Now, make some chicken liver paste.  This is what you’re going to spread over the top of the seared and cooled pheasant, before you place it on a blanket of duxelles ( please continue reading) over an expanse of puff pastry, to within 1″ of its edges.  I rolled out the pastry to probably 14 x 9, and cut off the top 5th with a pizza cutter, and reserved it for show-off filigrees of vines and leaves.

After all this, heat a 9″ cast iron skillet with a spoonful of olive oil, 2 Tbsp of Bacon fat and 2 Tbsp of butter.  Melt it altogether and throw in a good sized, minced shallot, along with twice that amount of minced onion.  Don’t stop there:  Add a generous grind of black pepper, some grey salt,  and pulverize dried thyme between your fingers.

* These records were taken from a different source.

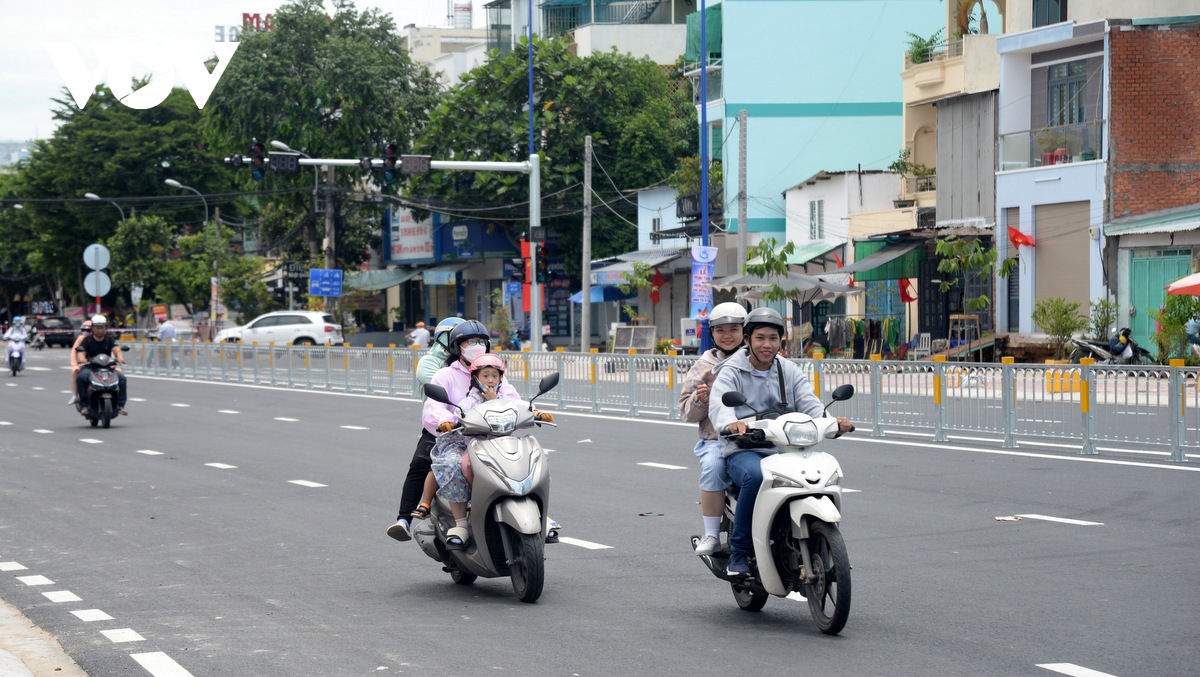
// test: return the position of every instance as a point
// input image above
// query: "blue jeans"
(747, 473)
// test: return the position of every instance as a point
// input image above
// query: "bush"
(1060, 321)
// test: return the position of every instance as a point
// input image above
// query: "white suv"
(303, 328)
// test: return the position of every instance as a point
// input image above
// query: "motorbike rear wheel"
(829, 595)
(528, 570)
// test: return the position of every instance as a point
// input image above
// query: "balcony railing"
(1051, 145)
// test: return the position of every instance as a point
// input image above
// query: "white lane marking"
(123, 635)
(160, 664)
(1073, 670)
(1062, 520)
(586, 544)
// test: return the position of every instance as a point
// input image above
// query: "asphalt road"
(237, 570)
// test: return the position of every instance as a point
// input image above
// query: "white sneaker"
(708, 544)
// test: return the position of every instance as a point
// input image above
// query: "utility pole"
(330, 258)
(742, 191)
(586, 321)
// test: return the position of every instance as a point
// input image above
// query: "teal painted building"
(820, 81)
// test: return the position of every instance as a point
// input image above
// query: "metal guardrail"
(1144, 406)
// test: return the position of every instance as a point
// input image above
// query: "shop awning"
(376, 280)
(1161, 222)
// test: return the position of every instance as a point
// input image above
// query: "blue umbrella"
(600, 294)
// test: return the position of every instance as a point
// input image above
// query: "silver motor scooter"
(509, 498)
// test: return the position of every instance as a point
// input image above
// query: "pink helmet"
(487, 359)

Catherine brought a few spoonfuls of Grand Marnier (a French, cognac-based orange liqueur) and we added that.  Let the chicken livers cook until done,  10 minutes or less, and then let them cool as quickly as possible.  There is more to be done with them soon.

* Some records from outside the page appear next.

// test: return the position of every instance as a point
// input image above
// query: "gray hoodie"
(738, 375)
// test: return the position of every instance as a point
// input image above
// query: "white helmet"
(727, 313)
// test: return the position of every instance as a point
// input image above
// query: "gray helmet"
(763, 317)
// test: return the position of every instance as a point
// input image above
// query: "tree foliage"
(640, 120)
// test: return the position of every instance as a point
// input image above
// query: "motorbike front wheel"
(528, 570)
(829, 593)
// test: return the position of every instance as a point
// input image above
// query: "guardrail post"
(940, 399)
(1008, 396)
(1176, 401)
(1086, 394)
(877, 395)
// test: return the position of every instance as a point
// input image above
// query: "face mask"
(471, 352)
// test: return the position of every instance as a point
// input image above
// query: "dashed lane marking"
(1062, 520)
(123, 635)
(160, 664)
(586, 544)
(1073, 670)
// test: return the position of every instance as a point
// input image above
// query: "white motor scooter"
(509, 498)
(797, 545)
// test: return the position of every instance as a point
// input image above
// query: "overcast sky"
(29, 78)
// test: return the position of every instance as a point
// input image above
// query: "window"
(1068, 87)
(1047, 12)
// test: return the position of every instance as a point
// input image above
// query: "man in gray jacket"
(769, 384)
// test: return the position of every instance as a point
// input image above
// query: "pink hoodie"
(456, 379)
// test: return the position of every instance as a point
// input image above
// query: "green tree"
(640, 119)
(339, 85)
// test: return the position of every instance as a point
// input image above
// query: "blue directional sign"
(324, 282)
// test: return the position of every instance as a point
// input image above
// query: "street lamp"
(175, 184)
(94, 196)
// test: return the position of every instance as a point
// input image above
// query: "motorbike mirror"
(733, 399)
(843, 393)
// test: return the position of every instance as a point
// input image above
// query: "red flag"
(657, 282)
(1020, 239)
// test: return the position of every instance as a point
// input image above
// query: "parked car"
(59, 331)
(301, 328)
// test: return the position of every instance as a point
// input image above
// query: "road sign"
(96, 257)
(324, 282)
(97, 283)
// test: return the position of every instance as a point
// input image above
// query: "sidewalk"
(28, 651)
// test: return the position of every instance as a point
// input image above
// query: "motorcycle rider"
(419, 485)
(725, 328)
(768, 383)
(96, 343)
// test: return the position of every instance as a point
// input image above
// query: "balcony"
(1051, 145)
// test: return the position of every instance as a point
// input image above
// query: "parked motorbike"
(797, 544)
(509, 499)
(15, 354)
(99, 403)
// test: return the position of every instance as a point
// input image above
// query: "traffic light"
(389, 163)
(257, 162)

Now you will need a pound of mushrooms, trimmed, brushed and minced  into atoms in a CuisineArt, before you place them a generous iron or stainless steel skillet over medium high heat.  There are versions of making duxelle that instruct you to put the minced mushrooms in a kitchen towel and you have to wring the moisture out of them before sauteeing, but we didn’t go to that extreme.  Your skillet will have a spoonful of olive oil, a couple of Tbsp of butter and a couple more Tbsp of either duck fat or (chicken) schmaltz.  Remember, pheasant is very lean.  So throw in a 1/4 cup of cream too.  1/2 & 1/2 is fine.

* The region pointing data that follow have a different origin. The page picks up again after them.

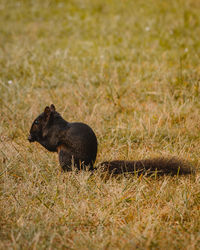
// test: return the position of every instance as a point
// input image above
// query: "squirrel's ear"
(47, 111)
(52, 108)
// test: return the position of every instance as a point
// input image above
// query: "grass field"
(129, 69)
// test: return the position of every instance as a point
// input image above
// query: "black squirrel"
(76, 144)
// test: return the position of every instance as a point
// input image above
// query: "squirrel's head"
(37, 131)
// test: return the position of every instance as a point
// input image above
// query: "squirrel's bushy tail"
(160, 166)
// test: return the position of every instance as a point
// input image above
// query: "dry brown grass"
(129, 69)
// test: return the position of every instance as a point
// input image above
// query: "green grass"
(129, 69)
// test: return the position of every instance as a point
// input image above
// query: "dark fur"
(76, 144)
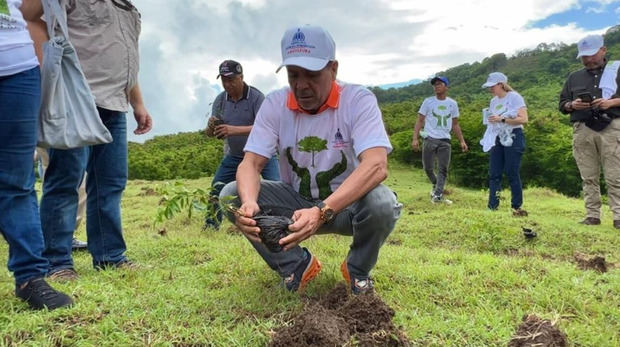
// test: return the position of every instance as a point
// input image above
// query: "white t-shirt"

Mince a large shallot and a small onion, with a couple bay leaves, a generous grind of black pepper and let everything start to sweat and sizzle in all that hot fat.  Grind a little nutmeg in there too- the pheasant will benefit from it, which is probably not as true if you were making the beef version.  Cool the duxelle as quickly and completely as possible.   Your duxelle must be completely cool when you spread it over the pastry, otherwise you’ll have a big mess.

Conventional Beef Wellington preparations use a whole beef tenderloin, but this blog entry is a jazz improvisation.  So I used probably 2 small, deboned birds, approximately equal to 2 small game hens (which are in truth very youthful chickens).  I quickly seasoned and seared them brown- for just a couple of minutes on each side- and they cooled, along with everything else.

We made 2 small pastry coffins of pheasant, liver pate inside on top, mushroom paste on the bottom.

Everything was surrounded with the super rich puff pastry crust on the outside, and the birds inside were completely encased by the duxelle and pastry, vented with the 3 traditional round vent-holes and baked first at 425F for 10 minutes, and then 375 for another 1/2 hour.

So there you are.  A collection of novices experimenting with a justly famous dish.